Moins connu mais allant dans ce même courant, en y ajoutant une touche écologique (la communion de l'homme avec la nature) à la manière d'un "Jeremiah Johnson" (avec encore Redford, militant de la cause indienne) ou d'"Un Homme nommé Cheval", "L'Apache" est une œuvre délibérément pessimiste, dans laquelle l'être humain est décrit sous son jour véritable, ses faiblesses et ses défauts mis en exergue. Plus qu'un western "anti-blanc", "L'Apache" peut être vu comme un film "anti-homme". Car si l'on excepte le personnage de Billy, qui est parvenu à sublimer son existence de mortel, et celui de Little Sparrow, victime expiatoire de la cruauté de ses soi-disant semblables, les autres ont mérité leur ticket pour le purgatoire. Ou pour l'enfer, comme ces soldats confédérés qui partagent avec les habitants de la petite ville une haine viscérale des Indiens, mais qui ne réfutent pourtant pas l'idée de violer une squaw, même si celle-ci "pue", pour reprendre leur vocabulaire. A lui seul, le sergent qui commande la troupe des confédérés condense tout ce que l'on peut trouver de pire chez l'homme, allant jusqu'à abattre un cheval parce qu'il est trop vieux pour être utile. Cette scène se déroule lorsque les militaires ont retrouvé les deux fugitifs. Billy, blessé et attaché contre un arbre dans une pose "christique", assiste impuissant au viol collectif de Little Sparrow.
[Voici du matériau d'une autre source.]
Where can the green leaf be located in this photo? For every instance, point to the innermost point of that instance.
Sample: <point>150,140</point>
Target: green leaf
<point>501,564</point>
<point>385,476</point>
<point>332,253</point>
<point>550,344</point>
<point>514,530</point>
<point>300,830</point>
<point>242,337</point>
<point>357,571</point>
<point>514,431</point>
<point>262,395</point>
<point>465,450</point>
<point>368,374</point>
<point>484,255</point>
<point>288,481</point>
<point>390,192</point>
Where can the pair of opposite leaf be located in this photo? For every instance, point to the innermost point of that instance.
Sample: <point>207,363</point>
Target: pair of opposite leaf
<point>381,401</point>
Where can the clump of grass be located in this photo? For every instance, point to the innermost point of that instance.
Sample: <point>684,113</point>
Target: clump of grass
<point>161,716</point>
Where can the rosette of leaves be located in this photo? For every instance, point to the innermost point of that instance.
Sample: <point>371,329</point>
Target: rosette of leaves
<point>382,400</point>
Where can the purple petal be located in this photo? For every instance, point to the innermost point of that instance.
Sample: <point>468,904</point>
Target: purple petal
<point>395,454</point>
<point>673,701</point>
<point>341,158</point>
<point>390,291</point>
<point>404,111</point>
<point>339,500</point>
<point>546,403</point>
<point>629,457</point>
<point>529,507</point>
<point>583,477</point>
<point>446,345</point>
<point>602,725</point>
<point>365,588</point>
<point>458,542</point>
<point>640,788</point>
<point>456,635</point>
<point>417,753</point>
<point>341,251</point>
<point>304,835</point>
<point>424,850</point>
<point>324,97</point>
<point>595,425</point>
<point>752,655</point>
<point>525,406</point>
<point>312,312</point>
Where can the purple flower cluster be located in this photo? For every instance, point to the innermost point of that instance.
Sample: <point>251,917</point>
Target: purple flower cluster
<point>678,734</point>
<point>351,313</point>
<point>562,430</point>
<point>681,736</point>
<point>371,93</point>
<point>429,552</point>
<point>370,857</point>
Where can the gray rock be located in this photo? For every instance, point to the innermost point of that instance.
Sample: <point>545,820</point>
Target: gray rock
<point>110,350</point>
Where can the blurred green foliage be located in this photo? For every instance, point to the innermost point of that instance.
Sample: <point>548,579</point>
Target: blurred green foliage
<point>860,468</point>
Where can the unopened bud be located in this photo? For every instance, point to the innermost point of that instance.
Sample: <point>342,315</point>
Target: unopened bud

En agissant ainsi, les soldats souillent non seulement la femme, mais aussi la nature. Ce qui aurait pu demeurer un havre de paix pour les amants s'est transformé en cauchemar, est devenu une douleur autant physique que morale, et restera ancrée de façon indélébile en chacune des victimes.



"L'Apache" est une œuvre d'une noirceur absolue. On peut la rapprocher en cela du "Soldier Blue" de Ralph Nelson, dans laquelle Peter Strauss campait aussi un personnage totalement désabusé. Là, le héros a pour nom Cliff Potts, acteur méconnu mais qui joue son rôle à la perfection. On le verra la même année dans le "Silent Running" de Douglas Trumbull. Le personnage de Billy Williams est intéressant à plus d'un titre. Bien qu'étant le meilleur des pistoleros, il n'abuse pas de son talent et n'utilisera son arme qu'en situation extrême. L'occasion ne se présentera d'ailleurs qu'une seule fois dans le film, quand il retrouve les confédérés lors d'un bivouac dans la forêt enneigée. Une scène nocturne où Billy liquide ses ennemis dans une quasi obscurité, comme si le réalisateur avait voulu faire de ces ordures de simples ombres anonymes, ne méritant pas de mourir glorieusement, et nous signifier que le mal n'a pas de visage dans la mesure où il se trouve en tout lieu.
L'actrice incarnant Little Sparrow, Maria Potts, est sa femme. Elle tournera dans seulement quelques films sous le pseudonyme de Xochitl ("fleur" en langage aztèque).
L'acteur le plus connu du film est évidemment Harry Dean Stanton, que l'on voit au début et à la fin du film. C'est probablement le personnage le plus proche de nous, et dont les faiblesses le rendent attachant. Il est jaloux de son ami, mais en même temps il souhaite l'aider. D'un autre côté, sa lâcheté l'empêche de prendre parti pour Billy. De même qu'il reste neutre, il est seul au début du film, et encore seul à la fin. Une manière de démontrer que sans idéal, l'existence est vaine.

 

 

"L'Apache" est sorti en France en 1976, dans un anonymat quasi général. La même année, un western italien a été tourné, présentant une histoire similaire à l'œuvre de William Graham : "Apache Woman", avec Al Cliver. Il serait bon de donner une nouvelle chance à un film dont le caractère résolument nihiliste contraste avec le cinéma d'aujourd'hui. Une négation des valeurs qui ne vaut pas pour "L'Apache".